Ora la due ruote è un elemento fisso nella vita di Giuseppe, che di recente ha anche raccontato la sua vita al BAM – Bicycle Adventure Meeting, il grande raduno europeo dei viaggiatori in bicicletta tenutosi a Mantova dal 7 al 9 giugno scorsi. In sella alla sua bicicletta ha percorso migliaia di chilometri in Italia (nel 2018 ha scalato lo Stelvio, la cima ciclistica più alta d’Europa, e nel 2019 ha percorso 300 chilometri da Bolzano a Ferrara) e all’estero (ben quattro volte in Slovenia). Ogni viaggio è un carico di nuove emozioni e forti sensazioni, anche se uno, in particolare, è entrato in profondità nel suo cuore, quello in Abruzzo, avvenuto nel maggio del 2022: «Circa 500 km in quattro giorni e tanto tanto dislivello. In quell’occasione mi sono sentito davvero libero, ho realizzato che potevo farcela. Mi viene ancora la pelle d’oca quando mi penso in cima al Gran Sasso innevato con la mia bici e le mie borse».
Affrontare i limiti
In tutto questo, un grande aiuto arriva anche dai grandi passi in avanti fatti negli anni dalla medicina: «Oggi ci sono molti farmaci che permettono di avere una vita normale. Qualche anno fa, la situazione era profondamente diversa: quando ero piccolo, i farmaci non erano così avanzati, quindi mi venivano somministrati solo quando stavo male. Oggi, grazie alla profilassi, sono costantemente coperto». La profilassi, che consiste in infusioni endovenose regolari, è entrata a far parte della routine di Giuseppe intorno ai 15-16 anni: quella che inizialmente il giovane riteneva una «seccatura», saltando a volte le sedute e dimenticandosi di sottoporsi alla terapia, è ora invece un elemento imprescindibile della sua vita. Un appuntamento irrinunciabile che gli permette di guardare verso nuovi obiettivi senza doversi preoccupare troppo delle possibili limitazioni. Anzi.
«Per come la vedo io, non ci sono più particolari limitazioni – sottolinea Giuseppe –. I propri limiti si possono affrontare, e a volte superare, soprattutto quelli che abbiamo nella nostra testa. Lavoro ogni giorno su me stesso per ricordarmelo». Dal punto di vista pratico, forse ci possono essere problemi sulla gestione e il trasporto dei farmaci, ma «le case farmaceutiche stanno facendo passi da gigante, quindi si tratta solo di avere ancora un po’ di pazienza». La giornata tipo di Giuseppe, quindi, è sicuramente condizionata dall’emofilia, però il segreto sta nel saper affrontare la malattia, nel non nasconderla, ma anzi nel guardarla dritta in faccia e gestirla con una sana dose di ottimismo: «Sveglia all’alba, somministrazione del farmaco ogni tre giorni, allenamento e lavoro. Una giornata quasi normale!».
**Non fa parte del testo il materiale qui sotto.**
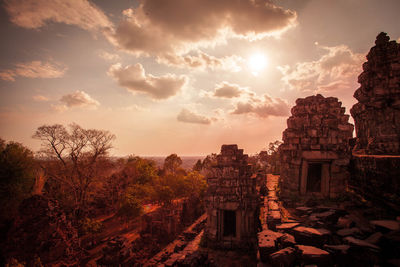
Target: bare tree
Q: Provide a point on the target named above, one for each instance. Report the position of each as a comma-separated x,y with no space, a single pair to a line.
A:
73,157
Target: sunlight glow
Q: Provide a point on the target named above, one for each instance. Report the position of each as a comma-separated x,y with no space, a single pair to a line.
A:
257,63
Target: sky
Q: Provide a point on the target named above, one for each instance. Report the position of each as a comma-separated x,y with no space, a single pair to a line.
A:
180,76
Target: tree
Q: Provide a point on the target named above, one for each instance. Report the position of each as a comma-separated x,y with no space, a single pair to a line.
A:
74,158
172,163
198,166
139,171
273,156
17,176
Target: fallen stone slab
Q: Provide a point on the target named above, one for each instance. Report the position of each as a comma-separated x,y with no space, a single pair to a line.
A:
374,238
360,243
286,226
273,205
345,222
340,254
388,225
330,216
313,255
287,240
310,236
335,249
284,257
173,259
267,243
348,231
303,210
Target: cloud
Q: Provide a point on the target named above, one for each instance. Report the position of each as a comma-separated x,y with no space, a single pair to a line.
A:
191,117
229,90
33,14
79,99
264,107
134,78
108,56
336,70
162,28
202,61
40,98
33,69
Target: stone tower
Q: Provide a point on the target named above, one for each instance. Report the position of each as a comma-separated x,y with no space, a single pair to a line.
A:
377,113
315,153
231,201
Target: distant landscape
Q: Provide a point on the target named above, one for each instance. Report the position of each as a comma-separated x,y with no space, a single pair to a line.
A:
187,161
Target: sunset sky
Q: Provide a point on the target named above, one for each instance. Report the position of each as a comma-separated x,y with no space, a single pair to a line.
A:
180,76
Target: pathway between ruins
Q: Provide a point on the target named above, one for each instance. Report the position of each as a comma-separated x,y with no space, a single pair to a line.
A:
325,235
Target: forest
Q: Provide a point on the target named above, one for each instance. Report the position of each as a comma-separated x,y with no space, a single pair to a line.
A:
66,200
74,170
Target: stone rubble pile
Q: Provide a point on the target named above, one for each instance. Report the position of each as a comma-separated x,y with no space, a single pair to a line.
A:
328,236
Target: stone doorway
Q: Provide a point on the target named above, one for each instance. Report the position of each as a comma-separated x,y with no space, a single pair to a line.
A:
314,177
229,223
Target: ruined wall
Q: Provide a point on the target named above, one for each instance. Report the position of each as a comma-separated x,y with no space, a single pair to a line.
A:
318,132
231,190
376,155
377,178
377,113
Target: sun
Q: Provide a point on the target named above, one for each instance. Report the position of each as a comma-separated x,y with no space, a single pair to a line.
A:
257,63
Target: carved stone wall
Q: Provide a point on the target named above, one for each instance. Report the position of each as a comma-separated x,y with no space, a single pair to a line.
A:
377,113
376,155
315,153
231,201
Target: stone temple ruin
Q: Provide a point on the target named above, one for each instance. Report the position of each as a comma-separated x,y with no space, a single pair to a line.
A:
315,152
376,155
232,201
377,113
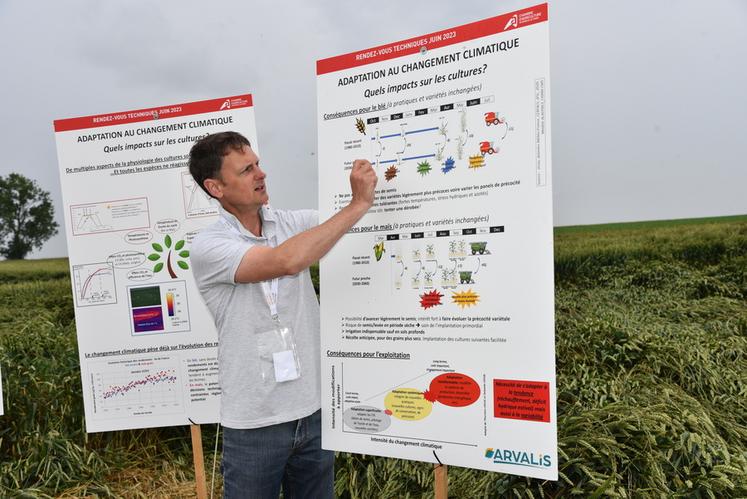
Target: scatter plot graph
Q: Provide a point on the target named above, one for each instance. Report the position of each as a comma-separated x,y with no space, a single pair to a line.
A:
94,284
137,387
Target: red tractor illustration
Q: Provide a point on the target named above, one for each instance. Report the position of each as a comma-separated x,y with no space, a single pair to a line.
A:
492,119
487,148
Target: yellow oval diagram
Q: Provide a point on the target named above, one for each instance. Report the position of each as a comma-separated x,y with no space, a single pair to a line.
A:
407,404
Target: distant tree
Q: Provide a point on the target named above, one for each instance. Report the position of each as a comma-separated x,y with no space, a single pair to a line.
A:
26,216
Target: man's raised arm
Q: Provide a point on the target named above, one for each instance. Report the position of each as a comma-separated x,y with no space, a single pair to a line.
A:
261,263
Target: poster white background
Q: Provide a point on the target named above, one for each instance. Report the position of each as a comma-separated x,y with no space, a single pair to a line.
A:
437,308
146,341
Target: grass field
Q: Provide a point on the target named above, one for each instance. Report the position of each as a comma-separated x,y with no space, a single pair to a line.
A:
651,345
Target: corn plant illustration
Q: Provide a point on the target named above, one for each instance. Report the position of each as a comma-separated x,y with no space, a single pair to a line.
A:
176,250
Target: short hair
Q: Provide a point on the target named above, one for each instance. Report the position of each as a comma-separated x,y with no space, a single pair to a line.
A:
206,155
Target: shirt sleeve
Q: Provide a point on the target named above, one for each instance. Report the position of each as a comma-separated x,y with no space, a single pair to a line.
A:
304,219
Così, mentre Giuseppe sta già pensando ai prossimi appuntamenti ciclistici, la sua mente immagina nuovi itinerari da percorrere e nuove sfide da superare per rispondere a quella domanda che molti si sono posti: un emofiliaco può fare sport? La risposta è negli occhi di Giuseppe, in quella scintilla che scocca ogni volta che sale sulla sua bicicletta, appoggia il piede al pedale e via. «Amo scoprire il mondo in bicicletta, mettermi alla prova e sfidare i miei limiti», conclude Giuseppe prima di lasciare un messaggio a tutte quelle persone che, come lui, sono affette da questa malattia. «Si tratta del messaggio che avrei voluto ricevere io quando ero piccolo: l’emofilia non è un limite, ma una compagna di viaggio».